The last two papers address different oncology related issues. Chahed et al. explores operational research opportunities within the home care context. The literature on investigations dealing with operation planning within the area of home care management is reviewed. Different models for chemotherapy at home are presented and analyzed. Langabeer and Ozcan addresses the issue of scale economy of oncology care. Data envelopment analysis and a longitudinal Malmquist index over a 5-year period were applied to specialized inpatient cancer centers to determine if these specialized centers achieve higher productivity over time and if scale leads to higher operating efficiency. Results show that oncology care has not benefited from increasing returns to scale.

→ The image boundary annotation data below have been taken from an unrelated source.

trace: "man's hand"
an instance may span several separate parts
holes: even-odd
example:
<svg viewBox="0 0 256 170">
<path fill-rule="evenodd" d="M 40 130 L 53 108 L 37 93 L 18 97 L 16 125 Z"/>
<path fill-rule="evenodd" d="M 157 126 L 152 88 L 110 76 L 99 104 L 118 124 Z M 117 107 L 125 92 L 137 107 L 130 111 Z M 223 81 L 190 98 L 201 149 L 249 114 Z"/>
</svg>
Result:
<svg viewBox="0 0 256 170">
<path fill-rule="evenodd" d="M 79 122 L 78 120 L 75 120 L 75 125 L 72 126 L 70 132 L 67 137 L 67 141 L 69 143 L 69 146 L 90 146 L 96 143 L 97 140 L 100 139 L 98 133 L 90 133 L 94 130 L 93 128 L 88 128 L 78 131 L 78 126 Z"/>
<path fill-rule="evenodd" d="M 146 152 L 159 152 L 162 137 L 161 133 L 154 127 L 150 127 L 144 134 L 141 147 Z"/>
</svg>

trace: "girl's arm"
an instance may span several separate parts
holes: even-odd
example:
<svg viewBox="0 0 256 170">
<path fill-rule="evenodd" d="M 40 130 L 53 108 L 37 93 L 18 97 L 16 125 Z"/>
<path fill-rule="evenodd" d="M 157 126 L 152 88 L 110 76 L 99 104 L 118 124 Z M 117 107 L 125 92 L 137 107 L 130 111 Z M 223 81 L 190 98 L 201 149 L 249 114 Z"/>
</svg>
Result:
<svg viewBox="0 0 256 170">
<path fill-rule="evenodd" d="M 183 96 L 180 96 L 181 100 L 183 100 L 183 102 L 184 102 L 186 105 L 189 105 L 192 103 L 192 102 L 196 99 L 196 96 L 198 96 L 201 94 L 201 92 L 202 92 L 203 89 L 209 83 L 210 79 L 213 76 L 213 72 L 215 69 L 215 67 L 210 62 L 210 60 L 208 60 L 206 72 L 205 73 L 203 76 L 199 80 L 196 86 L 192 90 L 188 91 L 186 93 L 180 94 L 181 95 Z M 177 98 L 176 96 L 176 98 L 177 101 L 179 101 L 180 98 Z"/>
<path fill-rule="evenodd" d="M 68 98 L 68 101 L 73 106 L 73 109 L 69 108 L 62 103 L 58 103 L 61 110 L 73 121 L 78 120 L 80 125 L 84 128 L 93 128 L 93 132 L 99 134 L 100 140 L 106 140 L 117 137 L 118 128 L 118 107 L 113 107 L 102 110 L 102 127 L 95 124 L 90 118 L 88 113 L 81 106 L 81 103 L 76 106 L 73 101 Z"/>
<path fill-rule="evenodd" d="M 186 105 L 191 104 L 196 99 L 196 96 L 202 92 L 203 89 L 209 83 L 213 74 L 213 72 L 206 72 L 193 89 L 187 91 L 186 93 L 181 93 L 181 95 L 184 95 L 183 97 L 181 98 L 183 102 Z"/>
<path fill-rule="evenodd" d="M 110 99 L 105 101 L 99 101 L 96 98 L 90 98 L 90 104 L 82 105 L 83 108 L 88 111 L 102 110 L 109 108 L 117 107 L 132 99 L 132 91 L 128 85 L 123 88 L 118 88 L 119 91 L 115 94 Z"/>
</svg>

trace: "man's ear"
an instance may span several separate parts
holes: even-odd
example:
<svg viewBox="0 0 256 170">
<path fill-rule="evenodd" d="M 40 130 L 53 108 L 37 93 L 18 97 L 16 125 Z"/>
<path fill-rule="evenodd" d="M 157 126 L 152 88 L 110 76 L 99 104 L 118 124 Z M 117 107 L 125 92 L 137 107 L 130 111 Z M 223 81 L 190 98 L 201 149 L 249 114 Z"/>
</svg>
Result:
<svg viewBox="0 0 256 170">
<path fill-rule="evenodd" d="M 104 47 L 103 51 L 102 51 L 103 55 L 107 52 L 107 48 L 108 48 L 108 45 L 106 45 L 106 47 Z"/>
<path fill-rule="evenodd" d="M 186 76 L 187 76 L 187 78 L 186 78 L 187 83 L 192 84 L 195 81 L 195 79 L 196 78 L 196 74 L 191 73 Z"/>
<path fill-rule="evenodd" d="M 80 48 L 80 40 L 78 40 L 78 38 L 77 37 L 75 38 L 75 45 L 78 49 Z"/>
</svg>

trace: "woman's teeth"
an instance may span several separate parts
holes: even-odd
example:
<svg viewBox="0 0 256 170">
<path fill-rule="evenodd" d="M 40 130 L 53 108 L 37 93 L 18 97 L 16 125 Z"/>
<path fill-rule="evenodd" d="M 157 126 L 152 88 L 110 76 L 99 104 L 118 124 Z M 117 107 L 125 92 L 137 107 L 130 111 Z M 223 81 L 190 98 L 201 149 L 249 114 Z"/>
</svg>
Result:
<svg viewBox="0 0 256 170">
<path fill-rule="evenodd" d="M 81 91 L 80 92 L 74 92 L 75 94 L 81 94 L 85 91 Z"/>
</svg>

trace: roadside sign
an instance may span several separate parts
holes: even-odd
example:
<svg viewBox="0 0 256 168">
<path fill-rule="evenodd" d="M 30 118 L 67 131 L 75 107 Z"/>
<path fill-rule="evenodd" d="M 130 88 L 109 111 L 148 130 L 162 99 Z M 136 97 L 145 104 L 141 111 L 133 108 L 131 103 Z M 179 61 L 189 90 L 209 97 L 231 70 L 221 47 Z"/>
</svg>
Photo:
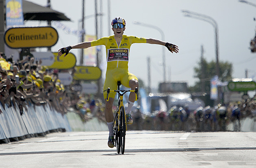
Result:
<svg viewBox="0 0 256 168">
<path fill-rule="evenodd" d="M 101 76 L 101 70 L 97 66 L 76 66 L 73 79 L 76 81 L 96 81 Z"/>
<path fill-rule="evenodd" d="M 228 88 L 231 91 L 247 91 L 256 89 L 256 83 L 251 79 L 234 79 L 228 83 Z"/>
<path fill-rule="evenodd" d="M 12 28 L 4 33 L 4 42 L 10 48 L 50 47 L 54 45 L 59 36 L 52 27 Z"/>
</svg>

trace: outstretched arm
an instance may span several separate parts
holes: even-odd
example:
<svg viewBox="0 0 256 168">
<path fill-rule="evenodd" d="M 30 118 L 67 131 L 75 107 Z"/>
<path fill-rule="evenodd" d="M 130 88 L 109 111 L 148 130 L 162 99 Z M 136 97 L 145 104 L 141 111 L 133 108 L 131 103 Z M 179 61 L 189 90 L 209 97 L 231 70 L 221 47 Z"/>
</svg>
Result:
<svg viewBox="0 0 256 168">
<path fill-rule="evenodd" d="M 85 42 L 81 43 L 75 45 L 69 45 L 66 47 L 61 48 L 59 49 L 58 53 L 58 56 L 59 57 L 62 54 L 65 53 L 64 57 L 69 52 L 71 49 L 87 49 L 91 47 L 91 42 Z"/>
<path fill-rule="evenodd" d="M 179 49 L 178 47 L 175 45 L 169 43 L 167 42 L 161 41 L 159 40 L 154 38 L 146 38 L 147 43 L 148 44 L 159 45 L 164 45 L 172 53 L 175 52 L 178 53 L 179 52 Z"/>
</svg>

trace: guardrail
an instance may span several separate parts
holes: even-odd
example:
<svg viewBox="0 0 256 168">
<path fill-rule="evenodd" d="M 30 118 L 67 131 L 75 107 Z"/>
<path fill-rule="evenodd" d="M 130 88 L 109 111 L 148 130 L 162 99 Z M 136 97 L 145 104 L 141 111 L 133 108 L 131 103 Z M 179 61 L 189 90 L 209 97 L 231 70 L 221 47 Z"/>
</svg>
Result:
<svg viewBox="0 0 256 168">
<path fill-rule="evenodd" d="M 48 104 L 26 106 L 28 111 L 20 115 L 18 106 L 8 107 L 5 104 L 5 110 L 2 106 L 0 109 L 0 141 L 6 143 L 10 142 L 10 138 L 18 141 L 31 136 L 39 134 L 44 135 L 48 131 L 62 129 L 72 131 L 65 115 L 62 115 L 55 111 L 51 110 Z"/>
</svg>

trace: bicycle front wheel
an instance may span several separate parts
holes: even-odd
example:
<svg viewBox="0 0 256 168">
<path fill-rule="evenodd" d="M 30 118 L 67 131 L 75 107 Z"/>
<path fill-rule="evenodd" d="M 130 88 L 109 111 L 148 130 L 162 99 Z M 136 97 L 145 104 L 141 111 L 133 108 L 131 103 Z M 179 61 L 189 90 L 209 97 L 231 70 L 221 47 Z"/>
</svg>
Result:
<svg viewBox="0 0 256 168">
<path fill-rule="evenodd" d="M 120 109 L 119 118 L 119 143 L 121 146 L 121 150 L 122 154 L 124 153 L 124 147 L 125 145 L 125 135 L 126 134 L 126 127 L 125 122 L 125 114 L 124 108 L 123 106 Z"/>
<path fill-rule="evenodd" d="M 117 153 L 120 153 L 121 146 L 119 143 L 119 134 L 118 131 L 118 113 L 117 112 L 114 120 L 114 124 L 113 124 L 113 130 L 114 130 L 114 135 L 115 136 L 115 146 L 117 147 Z"/>
</svg>

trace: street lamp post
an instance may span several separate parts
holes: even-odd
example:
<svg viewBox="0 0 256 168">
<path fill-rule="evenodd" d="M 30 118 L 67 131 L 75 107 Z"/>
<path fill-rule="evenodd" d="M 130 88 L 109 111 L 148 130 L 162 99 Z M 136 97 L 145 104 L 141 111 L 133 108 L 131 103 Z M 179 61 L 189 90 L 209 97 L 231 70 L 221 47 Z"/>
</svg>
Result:
<svg viewBox="0 0 256 168">
<path fill-rule="evenodd" d="M 144 23 L 141 23 L 141 22 L 135 21 L 133 21 L 133 23 L 135 24 L 137 24 L 138 25 L 141 25 L 143 26 L 148 27 L 149 28 L 152 28 L 153 29 L 155 29 L 160 32 L 161 34 L 161 36 L 162 36 L 162 40 L 163 41 L 165 41 L 165 35 L 164 34 L 163 32 L 161 29 L 160 29 L 158 27 L 156 27 L 154 25 L 152 25 Z M 164 82 L 165 82 L 166 81 L 166 78 L 165 78 L 165 47 L 163 46 L 163 80 Z"/>
<path fill-rule="evenodd" d="M 245 3 L 250 5 L 253 6 L 254 7 L 256 7 L 256 4 L 252 2 L 248 2 L 247 0 L 239 0 L 239 2 L 240 2 Z"/>
<path fill-rule="evenodd" d="M 206 21 L 211 24 L 215 29 L 215 54 L 216 57 L 216 75 L 218 77 L 220 77 L 219 64 L 219 46 L 218 42 L 218 25 L 217 22 L 213 18 L 208 16 L 191 12 L 187 10 L 182 10 L 182 12 L 184 13 L 185 16 L 190 17 Z M 218 101 L 219 101 L 220 94 L 220 88 L 218 87 Z"/>
</svg>

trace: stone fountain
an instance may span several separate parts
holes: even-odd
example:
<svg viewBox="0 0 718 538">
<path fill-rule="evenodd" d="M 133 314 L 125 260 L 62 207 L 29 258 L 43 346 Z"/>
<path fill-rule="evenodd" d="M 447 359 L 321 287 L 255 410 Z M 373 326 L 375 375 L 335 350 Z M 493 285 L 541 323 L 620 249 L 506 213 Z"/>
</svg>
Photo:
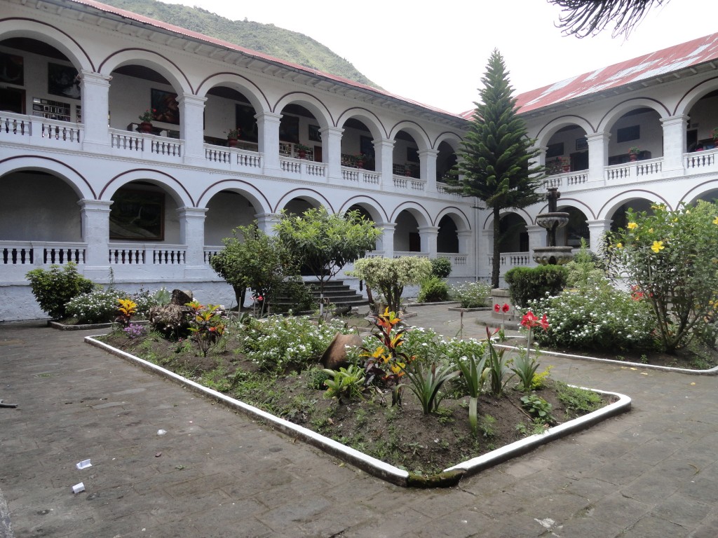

We would like first to thank Yasar A. Ozcan to make this special issue possible. We are also grateful to reviewers for their timely and quality review reports that allowed us to ensure the high standard of papers accepted in this special issue: Armand Baboli, Jonathan Bard, Beatrix Besombes, John Blake, Sally Brailsford, Vanda De Angelis, Nico Dellaert, Maria Di Mascolo, Dan France, Alexia Gouin, Frédéric Grimaud, Alain Guinet, Jean Pierre Grandhaye, Michel Gourgand, Erwin Hans, Zhibin Jiang, Saïd Kharraja, Mehdi Lamiri, Mark Lawley, Danielle Masursky, Andrea Matta, Nadine Meskens, Stefan Nickel, Liam O’Neill, Christophe Pascal, Marion Rauner, Warren Sandberg, Arjan Shahani, Angela Testi, Lorraine Trilling, Jan Vissers, Brian Williams and Peter Williams.